The representative images shown in Figures 1B and C were generated by 3D reconstruction of stacks of confocal images that were deconvolved to remove out of focus blur and improve colocalization analysis. When expressed alone, each viral protein was distributed in a fine, granular pattern throughout the nucleus that showed only very minimal colocalization with the Brd4 speckles (Figures 1B and C). In contrast, coexpression of E1 and E2 resulted in large nuclear foci that contained concentrated Brd4. However, high resolution 3D analysis showed that each focus consisted of a cluster of tiny E1, E2 and Brd4 speckles and did not represent a complete colocalization of the three proteins.
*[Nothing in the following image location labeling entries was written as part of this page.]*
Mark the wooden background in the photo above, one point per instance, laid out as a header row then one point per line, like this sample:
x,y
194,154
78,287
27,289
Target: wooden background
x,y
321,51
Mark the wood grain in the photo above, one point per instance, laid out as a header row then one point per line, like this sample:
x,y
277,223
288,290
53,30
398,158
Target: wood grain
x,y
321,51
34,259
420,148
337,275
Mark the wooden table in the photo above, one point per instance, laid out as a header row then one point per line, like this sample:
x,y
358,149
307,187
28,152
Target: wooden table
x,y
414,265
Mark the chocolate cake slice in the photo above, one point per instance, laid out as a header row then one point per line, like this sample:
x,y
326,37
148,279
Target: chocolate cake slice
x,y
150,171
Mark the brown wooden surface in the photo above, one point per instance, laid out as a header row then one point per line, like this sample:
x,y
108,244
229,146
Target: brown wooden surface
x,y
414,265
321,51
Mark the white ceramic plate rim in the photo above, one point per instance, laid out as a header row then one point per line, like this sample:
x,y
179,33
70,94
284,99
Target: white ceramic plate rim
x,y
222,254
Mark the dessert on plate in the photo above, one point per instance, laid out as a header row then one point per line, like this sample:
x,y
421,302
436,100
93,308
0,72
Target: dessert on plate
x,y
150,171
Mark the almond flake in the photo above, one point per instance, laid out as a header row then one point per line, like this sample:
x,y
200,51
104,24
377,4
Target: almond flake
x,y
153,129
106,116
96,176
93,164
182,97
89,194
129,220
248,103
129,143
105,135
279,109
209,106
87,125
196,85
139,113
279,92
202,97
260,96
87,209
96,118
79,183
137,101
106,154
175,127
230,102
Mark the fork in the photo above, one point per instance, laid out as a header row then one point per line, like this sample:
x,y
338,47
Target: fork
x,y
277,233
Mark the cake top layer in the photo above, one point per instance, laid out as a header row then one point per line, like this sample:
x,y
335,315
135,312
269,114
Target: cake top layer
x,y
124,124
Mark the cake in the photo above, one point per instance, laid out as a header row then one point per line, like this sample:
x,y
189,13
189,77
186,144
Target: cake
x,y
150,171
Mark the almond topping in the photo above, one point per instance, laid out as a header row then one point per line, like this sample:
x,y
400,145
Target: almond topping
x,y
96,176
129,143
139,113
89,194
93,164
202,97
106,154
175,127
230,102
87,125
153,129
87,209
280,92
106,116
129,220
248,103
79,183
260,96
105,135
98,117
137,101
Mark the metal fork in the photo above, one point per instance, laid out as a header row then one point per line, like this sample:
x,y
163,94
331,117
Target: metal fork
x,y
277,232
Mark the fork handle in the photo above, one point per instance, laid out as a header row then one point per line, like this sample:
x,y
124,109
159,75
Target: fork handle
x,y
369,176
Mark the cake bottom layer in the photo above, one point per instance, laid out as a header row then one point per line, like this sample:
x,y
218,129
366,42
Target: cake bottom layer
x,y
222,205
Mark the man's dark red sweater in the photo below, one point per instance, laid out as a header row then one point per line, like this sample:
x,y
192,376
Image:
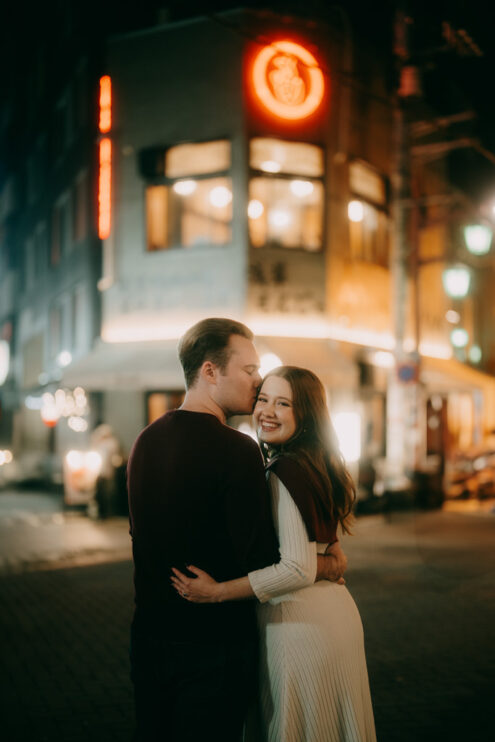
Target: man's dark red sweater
x,y
197,495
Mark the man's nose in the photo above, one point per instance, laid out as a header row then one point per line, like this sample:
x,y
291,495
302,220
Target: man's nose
x,y
269,409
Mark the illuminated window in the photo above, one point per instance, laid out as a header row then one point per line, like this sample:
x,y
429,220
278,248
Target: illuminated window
x,y
367,215
189,201
55,331
286,194
158,403
368,237
80,208
61,232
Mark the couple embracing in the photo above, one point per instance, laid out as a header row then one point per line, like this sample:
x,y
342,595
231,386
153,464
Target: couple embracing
x,y
243,625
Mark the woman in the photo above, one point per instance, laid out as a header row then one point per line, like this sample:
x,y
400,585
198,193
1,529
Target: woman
x,y
314,681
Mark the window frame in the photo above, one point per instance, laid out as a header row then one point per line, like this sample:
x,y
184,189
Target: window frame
x,y
254,172
167,181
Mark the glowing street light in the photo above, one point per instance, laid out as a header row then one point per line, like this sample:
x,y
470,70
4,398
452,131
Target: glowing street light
x,y
478,238
456,281
475,354
459,337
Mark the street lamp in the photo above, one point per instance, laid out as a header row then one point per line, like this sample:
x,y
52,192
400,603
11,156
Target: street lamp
x,y
459,337
456,281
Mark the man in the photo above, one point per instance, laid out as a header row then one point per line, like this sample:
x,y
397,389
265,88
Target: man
x,y
197,495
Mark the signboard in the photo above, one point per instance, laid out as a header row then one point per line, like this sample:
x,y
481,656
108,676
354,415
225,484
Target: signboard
x,y
288,80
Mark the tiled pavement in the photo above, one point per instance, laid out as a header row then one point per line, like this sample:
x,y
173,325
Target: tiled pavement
x,y
424,585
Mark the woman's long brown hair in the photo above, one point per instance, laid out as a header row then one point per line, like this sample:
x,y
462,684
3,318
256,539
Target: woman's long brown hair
x,y
314,444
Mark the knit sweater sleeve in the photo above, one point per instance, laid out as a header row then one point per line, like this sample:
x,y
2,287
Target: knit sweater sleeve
x,y
298,560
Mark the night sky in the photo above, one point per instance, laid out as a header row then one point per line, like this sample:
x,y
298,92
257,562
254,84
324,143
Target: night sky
x,y
452,79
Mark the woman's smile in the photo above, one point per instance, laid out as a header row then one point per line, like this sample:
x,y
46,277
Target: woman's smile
x,y
274,413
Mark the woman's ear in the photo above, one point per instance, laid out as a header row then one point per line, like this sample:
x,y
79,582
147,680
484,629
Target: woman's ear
x,y
208,372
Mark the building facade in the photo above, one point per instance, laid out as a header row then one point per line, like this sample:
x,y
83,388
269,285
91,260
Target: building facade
x,y
237,165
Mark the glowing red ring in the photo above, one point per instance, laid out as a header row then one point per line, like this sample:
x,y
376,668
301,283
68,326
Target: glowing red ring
x,y
264,93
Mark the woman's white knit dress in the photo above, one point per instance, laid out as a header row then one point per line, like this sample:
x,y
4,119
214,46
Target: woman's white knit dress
x,y
313,676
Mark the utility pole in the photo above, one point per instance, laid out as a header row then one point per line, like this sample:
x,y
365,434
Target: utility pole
x,y
402,389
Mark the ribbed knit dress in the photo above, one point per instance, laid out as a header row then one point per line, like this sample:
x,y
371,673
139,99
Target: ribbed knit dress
x,y
313,676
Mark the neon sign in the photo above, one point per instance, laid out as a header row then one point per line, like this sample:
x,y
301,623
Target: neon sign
x,y
105,123
105,189
105,160
288,80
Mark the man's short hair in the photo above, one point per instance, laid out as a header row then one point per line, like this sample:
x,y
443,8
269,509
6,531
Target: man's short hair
x,y
208,340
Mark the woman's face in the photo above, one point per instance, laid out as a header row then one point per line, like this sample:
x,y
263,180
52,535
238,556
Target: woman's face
x,y
274,412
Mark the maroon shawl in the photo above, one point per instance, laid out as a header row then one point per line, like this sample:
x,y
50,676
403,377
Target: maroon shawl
x,y
308,492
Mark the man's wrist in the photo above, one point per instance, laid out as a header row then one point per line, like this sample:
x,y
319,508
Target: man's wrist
x,y
220,592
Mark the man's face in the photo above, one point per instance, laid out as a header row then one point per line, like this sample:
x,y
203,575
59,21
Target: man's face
x,y
238,385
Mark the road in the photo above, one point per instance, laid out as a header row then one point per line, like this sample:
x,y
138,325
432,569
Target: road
x,y
424,584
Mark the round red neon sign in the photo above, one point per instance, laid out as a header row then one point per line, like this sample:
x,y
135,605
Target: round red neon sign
x,y
288,80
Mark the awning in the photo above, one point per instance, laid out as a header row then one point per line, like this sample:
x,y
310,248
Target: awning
x,y
324,357
143,366
130,366
444,376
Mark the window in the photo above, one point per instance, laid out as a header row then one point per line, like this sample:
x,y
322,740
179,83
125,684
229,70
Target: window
x,y
29,264
41,249
286,194
80,208
61,233
368,220
191,203
78,317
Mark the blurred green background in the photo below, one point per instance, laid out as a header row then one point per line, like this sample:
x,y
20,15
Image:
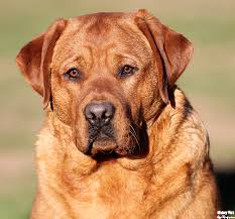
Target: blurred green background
x,y
209,82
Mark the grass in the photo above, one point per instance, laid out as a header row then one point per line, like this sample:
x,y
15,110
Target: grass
x,y
209,80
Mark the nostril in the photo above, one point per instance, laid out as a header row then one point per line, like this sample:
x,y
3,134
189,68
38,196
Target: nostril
x,y
99,113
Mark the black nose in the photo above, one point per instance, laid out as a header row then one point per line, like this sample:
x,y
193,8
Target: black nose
x,y
99,113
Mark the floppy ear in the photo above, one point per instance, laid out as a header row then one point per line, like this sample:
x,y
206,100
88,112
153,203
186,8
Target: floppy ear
x,y
34,60
172,51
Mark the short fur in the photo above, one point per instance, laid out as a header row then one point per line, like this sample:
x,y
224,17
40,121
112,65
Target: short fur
x,y
161,168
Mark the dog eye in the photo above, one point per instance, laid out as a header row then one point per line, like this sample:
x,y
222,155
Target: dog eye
x,y
72,74
127,70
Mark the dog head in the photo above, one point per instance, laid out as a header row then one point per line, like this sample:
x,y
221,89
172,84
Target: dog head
x,y
107,75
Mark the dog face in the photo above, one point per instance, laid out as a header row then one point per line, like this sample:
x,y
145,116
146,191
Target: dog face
x,y
107,74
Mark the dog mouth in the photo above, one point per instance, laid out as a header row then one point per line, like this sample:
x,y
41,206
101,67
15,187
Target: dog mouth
x,y
101,141
104,144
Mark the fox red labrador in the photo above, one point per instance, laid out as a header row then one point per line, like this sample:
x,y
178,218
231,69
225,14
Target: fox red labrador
x,y
120,139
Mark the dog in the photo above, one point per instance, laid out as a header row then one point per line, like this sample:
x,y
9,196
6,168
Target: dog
x,y
120,139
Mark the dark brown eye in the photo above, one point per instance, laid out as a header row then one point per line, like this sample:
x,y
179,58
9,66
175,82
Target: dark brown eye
x,y
72,74
127,70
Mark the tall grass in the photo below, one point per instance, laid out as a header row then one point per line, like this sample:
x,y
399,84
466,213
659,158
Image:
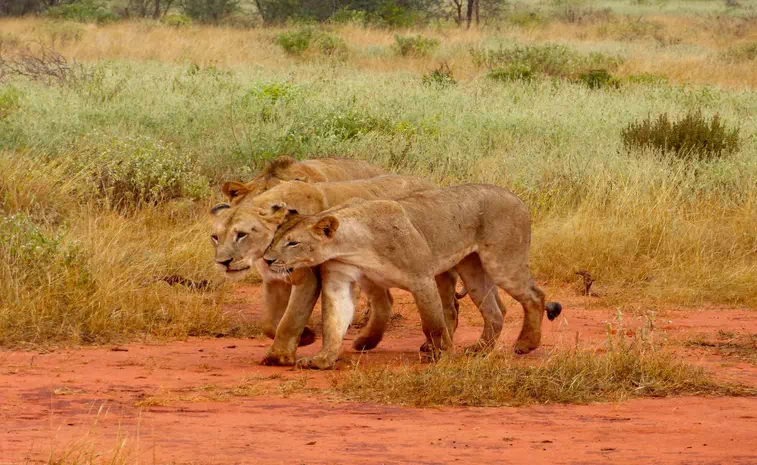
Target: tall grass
x,y
114,176
621,370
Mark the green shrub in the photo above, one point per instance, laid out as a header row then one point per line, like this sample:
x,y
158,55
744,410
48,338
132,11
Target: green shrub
x,y
414,45
9,41
692,137
743,52
547,59
134,170
298,41
348,16
209,11
647,79
83,11
515,72
598,79
440,77
63,32
391,14
295,42
524,17
177,21
10,99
Salt extraction of cells expressing HPV16 E1 and E2 show that the E1 protein binds most tightly to host nuclei
Previously, our laboratory had analyzed the interaction of a series of E2 proteins with Brd4 and found that, while most E2 proteins co-localized with Brd4 in interphase and mitotic chromatin, the alpha-papillomaviruses (including HPV16 E2) did not [14]. Furthermore, both Brd4 and the alpha-papillomavirus E2 proteins were easily eluted from the host nucleus by low salt extraction, indicating that they were not tightly associated with host chromatin [14]. We show here that, in the presence of the homologous E1 protein, there is very specific clustering of alpha-E2 and Brd4 in nuclear foci.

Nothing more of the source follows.